While reporting the story about UGA, Parry contacted its communications department, which put him in contact with the school’s chief diversity officer.

“A lot of faculty and community members were upset, and I spoke with them,” Parry said. “Then (UGA), to their credit, made someone available to talk with me for an extensive interview, and I had an opportunity to pose all the criticisms that people were making and get their response to it. That was one thing that I would have liked in the Mississippi case, and I’m not really sure what’s going on.”

Parry said that he’s never had trouble talking to faculty members and students, and he doesn’t think that those he spoke to at UM were being censored. 

“I think the issue is more (that) administrators and staff members tend to follow or take their cues from the communications department, as far as talking to reporters,” Parry said.

The policy that says that members of the media should be accompanied by UM&C representatives while on campus seemed like a legal gray area to Parry.

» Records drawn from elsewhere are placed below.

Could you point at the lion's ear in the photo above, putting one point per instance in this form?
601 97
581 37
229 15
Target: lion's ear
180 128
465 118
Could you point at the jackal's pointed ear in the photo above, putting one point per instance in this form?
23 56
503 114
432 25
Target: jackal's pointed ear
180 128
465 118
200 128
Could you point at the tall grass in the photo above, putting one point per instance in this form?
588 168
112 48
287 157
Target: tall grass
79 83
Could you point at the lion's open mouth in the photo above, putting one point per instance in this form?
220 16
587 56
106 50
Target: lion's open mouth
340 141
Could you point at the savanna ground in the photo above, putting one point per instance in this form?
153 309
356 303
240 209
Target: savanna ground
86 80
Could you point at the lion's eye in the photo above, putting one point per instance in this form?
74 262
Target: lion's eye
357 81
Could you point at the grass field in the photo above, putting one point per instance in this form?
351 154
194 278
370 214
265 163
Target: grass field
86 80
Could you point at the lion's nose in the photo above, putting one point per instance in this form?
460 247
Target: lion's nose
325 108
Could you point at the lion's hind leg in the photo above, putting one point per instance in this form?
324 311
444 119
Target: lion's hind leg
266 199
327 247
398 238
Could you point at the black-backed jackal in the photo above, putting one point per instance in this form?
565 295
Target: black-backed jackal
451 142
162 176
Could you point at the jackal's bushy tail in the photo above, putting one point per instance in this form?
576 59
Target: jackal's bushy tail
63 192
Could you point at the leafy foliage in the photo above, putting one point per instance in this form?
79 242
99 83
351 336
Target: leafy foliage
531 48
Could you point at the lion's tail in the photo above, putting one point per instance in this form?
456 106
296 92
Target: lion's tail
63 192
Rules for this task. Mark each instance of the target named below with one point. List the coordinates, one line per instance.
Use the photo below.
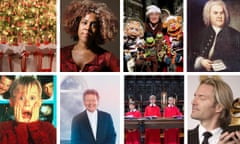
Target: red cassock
(12, 132)
(171, 135)
(133, 136)
(152, 136)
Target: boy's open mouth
(27, 115)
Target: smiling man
(211, 106)
(25, 98)
(92, 126)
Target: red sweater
(39, 132)
(135, 114)
(152, 111)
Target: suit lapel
(193, 136)
(99, 125)
(87, 125)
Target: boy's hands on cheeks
(230, 138)
(18, 113)
(35, 112)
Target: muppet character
(133, 41)
(151, 53)
(173, 26)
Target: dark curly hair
(108, 23)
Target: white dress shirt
(216, 133)
(92, 117)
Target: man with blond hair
(211, 106)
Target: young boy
(25, 98)
(152, 136)
(132, 135)
(171, 135)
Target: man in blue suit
(92, 126)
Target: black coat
(227, 47)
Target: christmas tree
(27, 21)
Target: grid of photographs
(119, 72)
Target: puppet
(133, 42)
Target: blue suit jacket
(193, 136)
(82, 132)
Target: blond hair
(223, 95)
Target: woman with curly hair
(90, 24)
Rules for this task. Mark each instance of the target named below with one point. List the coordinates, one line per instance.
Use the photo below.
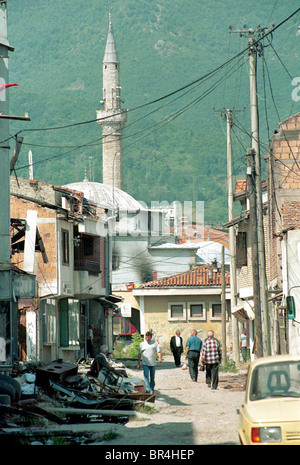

He said he had been kicked off of private university campuses before,but UM is different because it is a public university.

“I wonder how the logistics of that would even work if you have a hundred faculty members, and they’re going to contact communications every time they get a request,” Parry said.

UGA’s communications policy says that when university employees are contacted by media members, they should tell members of the media that they need to “confer with others,” before speaking to them, rather than tell them they are “not allowed to speak to media.”

The new draft policy says that “UM personnel may not issue official statements separately to members of the media without coordinating with UM&C.” Faculty Senate executives took issue with this statement, saying that it appears to be restrictive of what faculty can say to the media without coordinating with UM&C.

In a document with journalism school faculty’s responses to the UM&C policy draft, a member of the journalism school faculty said that schools like UGA and the University of Houston, although Southern University Group members, are “not our peer institutions.”

“This quoting other university policies is bunk,” the document read. “Many of those policies are not legit.”